Vayamos a lo concreto: La Otredad. Lugar: Sitio hipersensible donde habita lo voraz inmediato y eterno. Fecha: Siempre. Personajes: Dos fulanos conversando sobre cómo beberse la luz como a una cerveza espumante, citándose a sí mismos en libros escritos por ellos mismos con un ego desdeñoso. Camino a seguir: Úsese su cerebro, lento lentísimo y acérquese a un árbol con los brazos abiertos y beba de la savia del espanto.
Los cables de luz le cortan las manos del esfuerzo, por cada apretón más fuerte más parece crecer la fuerza resucitadora de su marido. Se aleja, va a la cocina. Piensa. Recuerda los cuchillos de su madre, degolladora de cerdos en el camal, y casi sonríe, sin dejar de tener esos ojos tristísimos. Ajá. Apuñala a su marido con facilidad, los cuchillos no han perdido su filo, el truco es conservarlos en papel periódico. Lo apuñala en la panza, del lado del hígado, en las piernas y esto produce un sangrado abundante, también en el pecho y esto es un poco difícil. Mientras apuñala con facilidad, sin rabia y casi con desgano a su marido, Susan piensa que está penetrando a su marido con un pene filudo y hermoso, un pene brillante, un pene que hace nuevos orificios, nuevas vaginas, el pene iniciador.

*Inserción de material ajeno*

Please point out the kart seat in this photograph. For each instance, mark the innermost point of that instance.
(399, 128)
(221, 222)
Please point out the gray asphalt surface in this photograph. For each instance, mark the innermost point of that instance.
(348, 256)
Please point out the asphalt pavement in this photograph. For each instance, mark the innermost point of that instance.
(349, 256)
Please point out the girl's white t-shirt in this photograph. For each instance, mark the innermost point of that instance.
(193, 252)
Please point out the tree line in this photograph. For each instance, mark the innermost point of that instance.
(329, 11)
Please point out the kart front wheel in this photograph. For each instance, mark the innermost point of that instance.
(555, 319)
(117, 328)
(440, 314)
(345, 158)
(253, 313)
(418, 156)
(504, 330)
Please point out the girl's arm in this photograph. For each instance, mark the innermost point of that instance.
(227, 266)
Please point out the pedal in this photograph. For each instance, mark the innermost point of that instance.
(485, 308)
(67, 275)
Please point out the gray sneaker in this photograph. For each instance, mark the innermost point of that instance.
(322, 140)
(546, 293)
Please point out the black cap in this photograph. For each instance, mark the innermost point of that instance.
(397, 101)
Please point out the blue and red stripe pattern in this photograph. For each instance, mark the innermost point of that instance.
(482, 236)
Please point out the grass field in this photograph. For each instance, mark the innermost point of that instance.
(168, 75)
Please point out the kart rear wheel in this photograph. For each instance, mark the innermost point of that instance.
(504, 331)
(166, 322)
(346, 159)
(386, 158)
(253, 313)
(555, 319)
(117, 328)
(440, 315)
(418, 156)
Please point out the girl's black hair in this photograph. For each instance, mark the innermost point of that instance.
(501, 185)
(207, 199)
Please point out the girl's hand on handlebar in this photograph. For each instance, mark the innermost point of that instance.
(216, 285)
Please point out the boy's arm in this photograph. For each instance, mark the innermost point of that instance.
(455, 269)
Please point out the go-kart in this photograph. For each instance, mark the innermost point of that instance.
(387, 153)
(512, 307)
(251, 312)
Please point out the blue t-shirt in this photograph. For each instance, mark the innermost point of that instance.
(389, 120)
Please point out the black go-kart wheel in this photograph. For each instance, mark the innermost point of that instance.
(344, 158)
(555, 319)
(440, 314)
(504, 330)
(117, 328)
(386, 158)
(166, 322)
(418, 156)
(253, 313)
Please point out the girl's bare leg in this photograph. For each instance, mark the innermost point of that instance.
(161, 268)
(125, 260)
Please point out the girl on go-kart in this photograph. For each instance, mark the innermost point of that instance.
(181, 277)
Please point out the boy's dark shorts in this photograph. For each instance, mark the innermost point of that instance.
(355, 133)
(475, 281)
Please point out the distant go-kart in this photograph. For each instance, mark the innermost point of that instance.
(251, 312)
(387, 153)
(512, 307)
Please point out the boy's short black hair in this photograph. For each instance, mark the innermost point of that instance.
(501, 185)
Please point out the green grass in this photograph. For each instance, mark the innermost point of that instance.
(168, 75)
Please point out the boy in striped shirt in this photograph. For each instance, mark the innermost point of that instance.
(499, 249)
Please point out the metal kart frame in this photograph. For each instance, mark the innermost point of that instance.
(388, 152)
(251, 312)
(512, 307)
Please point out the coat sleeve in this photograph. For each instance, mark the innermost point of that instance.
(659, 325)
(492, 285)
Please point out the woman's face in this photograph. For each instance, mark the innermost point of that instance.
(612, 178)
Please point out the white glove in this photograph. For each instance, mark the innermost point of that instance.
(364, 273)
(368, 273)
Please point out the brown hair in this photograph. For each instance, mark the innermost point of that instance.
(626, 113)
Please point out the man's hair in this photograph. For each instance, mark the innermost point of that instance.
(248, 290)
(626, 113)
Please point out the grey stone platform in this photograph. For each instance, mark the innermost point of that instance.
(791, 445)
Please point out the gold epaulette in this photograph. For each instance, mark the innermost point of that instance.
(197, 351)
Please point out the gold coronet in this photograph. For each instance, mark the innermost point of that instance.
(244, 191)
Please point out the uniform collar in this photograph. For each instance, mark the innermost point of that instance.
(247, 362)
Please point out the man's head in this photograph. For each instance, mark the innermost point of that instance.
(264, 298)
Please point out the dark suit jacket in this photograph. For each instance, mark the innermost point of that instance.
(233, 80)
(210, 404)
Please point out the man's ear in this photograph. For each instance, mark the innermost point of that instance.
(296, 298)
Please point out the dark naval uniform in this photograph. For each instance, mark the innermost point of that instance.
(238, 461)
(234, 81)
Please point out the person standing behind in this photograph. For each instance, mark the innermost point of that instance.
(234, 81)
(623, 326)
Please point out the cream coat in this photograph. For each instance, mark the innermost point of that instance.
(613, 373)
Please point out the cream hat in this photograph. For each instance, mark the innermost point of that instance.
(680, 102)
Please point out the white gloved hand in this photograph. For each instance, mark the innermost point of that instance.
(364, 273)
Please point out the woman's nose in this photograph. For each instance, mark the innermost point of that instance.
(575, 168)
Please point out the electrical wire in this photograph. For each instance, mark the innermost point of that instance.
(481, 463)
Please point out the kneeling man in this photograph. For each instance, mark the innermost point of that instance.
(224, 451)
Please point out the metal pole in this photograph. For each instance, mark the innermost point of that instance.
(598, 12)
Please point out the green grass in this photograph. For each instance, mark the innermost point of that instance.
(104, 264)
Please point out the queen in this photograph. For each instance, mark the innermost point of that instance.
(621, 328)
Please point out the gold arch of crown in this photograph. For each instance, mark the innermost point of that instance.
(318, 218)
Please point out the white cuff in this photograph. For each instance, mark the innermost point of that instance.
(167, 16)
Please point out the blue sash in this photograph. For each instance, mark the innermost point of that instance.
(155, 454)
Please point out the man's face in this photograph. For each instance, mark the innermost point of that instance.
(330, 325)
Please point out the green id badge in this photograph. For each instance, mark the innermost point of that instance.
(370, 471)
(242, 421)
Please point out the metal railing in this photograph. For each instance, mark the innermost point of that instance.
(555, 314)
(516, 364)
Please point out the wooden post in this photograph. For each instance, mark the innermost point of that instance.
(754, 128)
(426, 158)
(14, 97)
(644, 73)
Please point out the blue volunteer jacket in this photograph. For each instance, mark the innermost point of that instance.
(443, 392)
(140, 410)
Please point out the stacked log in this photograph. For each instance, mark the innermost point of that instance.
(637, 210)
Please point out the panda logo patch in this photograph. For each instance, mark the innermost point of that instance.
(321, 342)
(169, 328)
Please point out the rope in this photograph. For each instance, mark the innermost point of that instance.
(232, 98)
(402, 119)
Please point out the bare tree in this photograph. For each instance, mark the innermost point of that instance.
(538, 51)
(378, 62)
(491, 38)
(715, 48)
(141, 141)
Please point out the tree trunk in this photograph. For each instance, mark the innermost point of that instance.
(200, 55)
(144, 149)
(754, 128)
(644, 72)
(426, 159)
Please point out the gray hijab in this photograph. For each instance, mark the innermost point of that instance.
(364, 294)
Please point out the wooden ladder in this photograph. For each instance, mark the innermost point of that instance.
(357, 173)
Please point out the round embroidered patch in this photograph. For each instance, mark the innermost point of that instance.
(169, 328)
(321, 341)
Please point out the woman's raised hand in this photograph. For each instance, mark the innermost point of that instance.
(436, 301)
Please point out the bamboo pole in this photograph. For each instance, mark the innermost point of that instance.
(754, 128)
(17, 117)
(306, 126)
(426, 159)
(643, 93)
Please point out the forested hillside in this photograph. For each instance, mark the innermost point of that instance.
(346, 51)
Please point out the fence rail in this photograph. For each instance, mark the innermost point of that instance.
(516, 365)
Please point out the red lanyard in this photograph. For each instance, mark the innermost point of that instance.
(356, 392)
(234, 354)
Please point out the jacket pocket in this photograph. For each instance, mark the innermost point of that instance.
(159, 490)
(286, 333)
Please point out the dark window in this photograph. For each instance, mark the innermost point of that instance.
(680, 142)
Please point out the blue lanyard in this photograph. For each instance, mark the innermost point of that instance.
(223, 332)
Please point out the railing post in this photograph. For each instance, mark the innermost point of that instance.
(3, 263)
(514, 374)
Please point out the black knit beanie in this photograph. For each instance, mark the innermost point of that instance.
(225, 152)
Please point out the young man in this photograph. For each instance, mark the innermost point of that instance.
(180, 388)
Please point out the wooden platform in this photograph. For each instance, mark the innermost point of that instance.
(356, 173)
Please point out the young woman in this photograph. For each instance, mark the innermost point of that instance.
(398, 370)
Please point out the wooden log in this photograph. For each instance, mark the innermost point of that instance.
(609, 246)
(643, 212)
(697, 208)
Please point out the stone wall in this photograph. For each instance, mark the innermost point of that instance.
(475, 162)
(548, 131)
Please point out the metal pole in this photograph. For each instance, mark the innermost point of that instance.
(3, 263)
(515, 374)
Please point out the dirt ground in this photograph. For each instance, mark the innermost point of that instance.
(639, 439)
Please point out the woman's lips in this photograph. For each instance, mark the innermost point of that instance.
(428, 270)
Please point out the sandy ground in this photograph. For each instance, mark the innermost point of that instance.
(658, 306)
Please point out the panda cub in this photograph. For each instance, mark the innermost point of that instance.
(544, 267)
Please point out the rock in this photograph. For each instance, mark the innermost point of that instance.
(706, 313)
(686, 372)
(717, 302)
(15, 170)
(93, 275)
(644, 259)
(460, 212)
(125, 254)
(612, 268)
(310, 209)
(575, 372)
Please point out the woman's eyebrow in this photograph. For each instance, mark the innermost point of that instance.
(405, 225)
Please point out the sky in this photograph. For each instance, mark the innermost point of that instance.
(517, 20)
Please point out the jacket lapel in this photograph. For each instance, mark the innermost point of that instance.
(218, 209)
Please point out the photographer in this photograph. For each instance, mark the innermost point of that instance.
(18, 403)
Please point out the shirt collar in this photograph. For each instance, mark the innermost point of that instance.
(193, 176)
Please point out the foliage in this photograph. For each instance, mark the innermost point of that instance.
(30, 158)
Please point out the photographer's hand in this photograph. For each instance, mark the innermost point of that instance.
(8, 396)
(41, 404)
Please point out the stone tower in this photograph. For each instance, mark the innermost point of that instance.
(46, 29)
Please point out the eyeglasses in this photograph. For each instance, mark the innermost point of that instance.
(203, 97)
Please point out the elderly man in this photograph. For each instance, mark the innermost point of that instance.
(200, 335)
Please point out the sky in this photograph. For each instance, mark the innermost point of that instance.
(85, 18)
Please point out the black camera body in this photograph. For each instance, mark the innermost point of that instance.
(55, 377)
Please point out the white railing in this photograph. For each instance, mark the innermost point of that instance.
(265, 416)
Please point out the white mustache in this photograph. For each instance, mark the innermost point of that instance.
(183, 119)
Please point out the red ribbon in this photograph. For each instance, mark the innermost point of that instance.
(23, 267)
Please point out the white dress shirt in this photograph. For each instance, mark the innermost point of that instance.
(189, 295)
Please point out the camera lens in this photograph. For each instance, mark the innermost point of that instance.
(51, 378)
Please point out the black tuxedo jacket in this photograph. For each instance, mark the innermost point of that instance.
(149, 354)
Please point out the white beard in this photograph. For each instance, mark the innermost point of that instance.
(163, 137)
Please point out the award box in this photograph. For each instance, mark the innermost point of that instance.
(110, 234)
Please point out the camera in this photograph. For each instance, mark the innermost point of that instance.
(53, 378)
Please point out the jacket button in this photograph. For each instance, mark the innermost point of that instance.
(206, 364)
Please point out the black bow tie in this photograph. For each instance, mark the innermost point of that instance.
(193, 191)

Inventar e inventar. Siempre inventar. Inventarlo todo, la vida, el inicio, el final, el fin de semana predecible, inventar con mucho amor y con el Gran Desgano. Inventarse a uno mismo como una mosca alada robándose la miel de las abejas. Haciéndole el amor al aire como un respiro y gemido, como un exhalo, uno, dos, tres, continuar. Inventar a los libros en cada comentario, reinventar los comentarios por cada libro leído. Beber la sangre de las víboras, intoxicarse de todas las sustancias malqueridas. Morirse nunca en unos brazos y siempre en el amor.
El marido está completamente tieso y la sangre se ha confundido con el vómito multicolor. Corre las frazadas, hace un espacio, Susan se acomoda en la cama, cierra sus tristes ojos pensado que tiene que ir temprano al mercado y que su marido tiene un bonito nombre: Miguel.